Updated Monday at 6:20 a.m.
After a day of uneasy anticipation, severe weather did not make its way far enough north to reach Tennessee on Wednesday.
But by 10 p.m. in the Nashville area, the National Weather Service had given the “all clear” for severe storms. Spotters had called in a single lightning strike that knocked a tree onto a shed in Centerville.
Otherwise, heavy rain was the concern, with up to 2.5 inches possible. Areas near the Tennessee-Alabama border were given a flood advisory.
Isolated storms and widespread showers are hitting Middle Tennessee right now, but the National Weather Service says late this evening is the time when severe weather could hit.
Meteorologists are expecting a potential break in weather late afternoon and early evening before the possibility of damaging wind, tornadoes and hail. The highest likelihood of severe weather will be in the southwest part of the region, where a warm front that’s currently south of Middle Tennessee will make its way later today.
“We are pretty confident about that. Where our confidence starts to decrease is how far north is that warm front going to get, and how much will that widespread severe weather expand north and northeast,” says meteorologist Krissy Hurley.
Columbia and Shelbyville are at an enhanced risk, while Nashville, Clarksville and Murfreesboro remain in the slight risk area on NWS mapping, although that may change if the warm front moves up faster than expected.
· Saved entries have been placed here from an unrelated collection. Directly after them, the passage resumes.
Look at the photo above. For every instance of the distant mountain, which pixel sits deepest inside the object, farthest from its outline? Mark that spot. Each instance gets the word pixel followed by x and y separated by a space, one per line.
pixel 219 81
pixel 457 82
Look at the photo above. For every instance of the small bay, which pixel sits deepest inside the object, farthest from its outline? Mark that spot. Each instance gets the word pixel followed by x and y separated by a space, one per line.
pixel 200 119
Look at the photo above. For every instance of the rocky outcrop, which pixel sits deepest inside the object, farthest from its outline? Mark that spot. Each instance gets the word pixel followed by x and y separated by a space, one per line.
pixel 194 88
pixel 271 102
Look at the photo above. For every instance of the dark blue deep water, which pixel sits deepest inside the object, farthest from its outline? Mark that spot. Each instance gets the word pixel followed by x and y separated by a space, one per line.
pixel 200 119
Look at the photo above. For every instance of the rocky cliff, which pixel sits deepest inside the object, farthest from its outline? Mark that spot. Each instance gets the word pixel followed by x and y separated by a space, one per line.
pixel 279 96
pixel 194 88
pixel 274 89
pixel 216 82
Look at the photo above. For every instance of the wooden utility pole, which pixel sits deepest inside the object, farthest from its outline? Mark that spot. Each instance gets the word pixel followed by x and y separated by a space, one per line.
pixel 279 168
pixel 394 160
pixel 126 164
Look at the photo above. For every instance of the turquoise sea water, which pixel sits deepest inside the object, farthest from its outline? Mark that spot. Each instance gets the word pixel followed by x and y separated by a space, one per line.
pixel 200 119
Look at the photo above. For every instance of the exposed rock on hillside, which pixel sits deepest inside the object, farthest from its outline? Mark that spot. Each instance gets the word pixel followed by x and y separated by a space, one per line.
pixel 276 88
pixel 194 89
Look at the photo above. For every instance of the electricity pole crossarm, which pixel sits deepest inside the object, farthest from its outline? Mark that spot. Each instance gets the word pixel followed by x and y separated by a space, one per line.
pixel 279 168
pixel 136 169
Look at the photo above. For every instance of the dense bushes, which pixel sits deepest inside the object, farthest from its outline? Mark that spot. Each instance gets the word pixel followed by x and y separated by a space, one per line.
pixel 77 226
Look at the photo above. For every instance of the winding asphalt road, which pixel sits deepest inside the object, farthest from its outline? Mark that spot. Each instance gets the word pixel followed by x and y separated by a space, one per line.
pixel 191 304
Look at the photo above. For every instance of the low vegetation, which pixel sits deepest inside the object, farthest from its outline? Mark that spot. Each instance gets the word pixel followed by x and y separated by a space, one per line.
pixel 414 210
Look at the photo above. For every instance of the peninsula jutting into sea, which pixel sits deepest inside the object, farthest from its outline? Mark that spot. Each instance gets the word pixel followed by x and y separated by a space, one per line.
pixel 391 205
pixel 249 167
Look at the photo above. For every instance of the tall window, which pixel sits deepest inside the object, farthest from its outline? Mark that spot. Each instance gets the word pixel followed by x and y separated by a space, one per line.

Enhanced area for severe weather Wednesday has moved little farther northeast into middle TN. There still is a small threat across the southwest in the morning, but the afternoon and evening are still the peak times. Stay weather alert well into tomorrow night. pic.twitter.com/80Vi9pm8uQ
— NWS Nashville (@NWSNashville) March 16, 2021
Hurley says residents need to have “numerous ways to get warning notifications, including ways that will wake you up, because this looks like it will be a nighttime event.”
Overall, Middle Tennessee could get 1 to 2.5 inches of rain across the area. The Weather Service has issued a flood advisory for Wayne County.
“From Chattanooga to Clarksville, west of that area is really where the best chance of severe storms are,” said NWS meteorologist Mark Richards. “A small chance of tornadoes, mainly southwest near the border of Alabama, Tennessee, and a chance for hail too, and really up this way, more damaging wind.”